Réhabilitation de l'homo sovieticus
Novaïa Gazeta loue la série parce qu'elle montre que la dimension humaine a survécu au système soviétique, malgré toutes les difficultés :
«L'idéologie soviétique reposait sur la prémisse selon laquelle la nature humaine était en devenir, et qu'il était possible d'éduquer un 'nouvel homme communiste' pour peu que l'on transforme ses conditions de vie. Chernobyl donne à voir une autre version : ce n'est pas grâce au système dans lequel ils vivent, mais malgré ce système que les bâtisseurs du communisme restent humains. L'économie planifiée et la censure du parti ont stimulé les pires instincts de l'homme : mensonge systématique, 'double pensée' [notion que l'on doit à George Orwell, dans son roman 1984] et servilité devant ses supérieurs - autant d'aspects illustrés dans la série. Si l'on a pu enrayer les conséquences planétaires de Tchernobyl, c'est grâce aux sentiments de devoir, d'empathie et d'honneur propres à tout humain, quelle que soit sa position sociale.»

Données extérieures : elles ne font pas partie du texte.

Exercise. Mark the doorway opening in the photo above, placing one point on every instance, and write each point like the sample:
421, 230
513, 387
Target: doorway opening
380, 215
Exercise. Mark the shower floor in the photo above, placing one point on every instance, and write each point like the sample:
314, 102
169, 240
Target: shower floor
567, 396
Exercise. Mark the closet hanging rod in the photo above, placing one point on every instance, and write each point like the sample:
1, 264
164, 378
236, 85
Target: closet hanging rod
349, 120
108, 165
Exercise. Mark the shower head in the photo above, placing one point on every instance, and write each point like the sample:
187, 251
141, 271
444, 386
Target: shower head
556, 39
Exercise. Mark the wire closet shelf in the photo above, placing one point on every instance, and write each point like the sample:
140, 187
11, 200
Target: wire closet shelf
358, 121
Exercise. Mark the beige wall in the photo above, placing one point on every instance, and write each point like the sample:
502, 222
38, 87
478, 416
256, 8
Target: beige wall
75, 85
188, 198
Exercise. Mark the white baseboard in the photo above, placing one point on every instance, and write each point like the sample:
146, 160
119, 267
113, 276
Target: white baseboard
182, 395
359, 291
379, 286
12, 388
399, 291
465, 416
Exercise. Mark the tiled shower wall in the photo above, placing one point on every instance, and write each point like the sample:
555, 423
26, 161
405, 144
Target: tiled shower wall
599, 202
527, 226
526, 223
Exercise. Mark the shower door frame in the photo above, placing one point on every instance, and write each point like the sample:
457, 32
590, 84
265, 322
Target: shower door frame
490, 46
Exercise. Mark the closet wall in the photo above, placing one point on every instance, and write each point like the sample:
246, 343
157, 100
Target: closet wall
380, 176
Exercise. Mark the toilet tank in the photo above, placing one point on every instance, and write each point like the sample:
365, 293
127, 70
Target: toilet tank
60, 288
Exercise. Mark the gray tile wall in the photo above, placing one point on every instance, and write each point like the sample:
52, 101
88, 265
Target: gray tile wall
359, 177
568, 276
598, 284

On ne prend pas la mesure de la catastrophe actuelle
Sur le portail Apostroph, le militant écologiste Pavlo Vichebaba souligne certaines similitudes avec notre époque :
«Le changement climatique anéantit des vies humaines et le milieu qui constitue leur habitat, il provoque la disparition d'espèces - ce qui menace tous les êtres vivants. Tout ceci s'opère dans une atmosphère qui rappelle à bien des égards la société soviétique au moment de l'accident nucléaire de Tchernobyl. Alors que les scientifiques tirent la sonnette d'alarme et que le gouvernement affirme avoir le contrôle de la situation, nombreux sont ceux qui ne saisissent pas la gravité de la catastrophe. ... Chernobyl est important en ceci qu'elle nous fournit une chronique filmée des évènements. ... Mais la série rappelle à notre souvenir plus que les victimes de cette terrible tragédie. Elle a également éveillé en moi l'espoir que les vivants et ceux qui ne sont jamais nés soient porteurs du message de vérité et empêchent que le pire scénario ne se réalise : la destruction de toute forme de vie sur notre planète.»
De l'huile sur le feu
En Bulgarie, les réactions sont très hétéroclites, fait observer Dnevnik :
«Il s'est avéré qu'en Bulgarie, le nombre de ceux qui mettent en doute la véracité de la catastrophe est étonnamment élevé. Tout ceci ne serait que propagande. Ils croient probablement aussi que la terre est plate. Leur scepticisme a hélas aiguillonné la vocation de ceux qui ressentent l'obligation pédagogique d'expliquer inlassablement ce qui s'est réellement passé à Tchernobyl. Ceci a ravivé la sempiternelle dispute entre 'ostalgiques' et réalistes. Une dispute qui ne cessera pas avant que notre société se sera résolue à envisager son passé non pas sur un mode émotionnel, mais avec le recul qui s'impose.»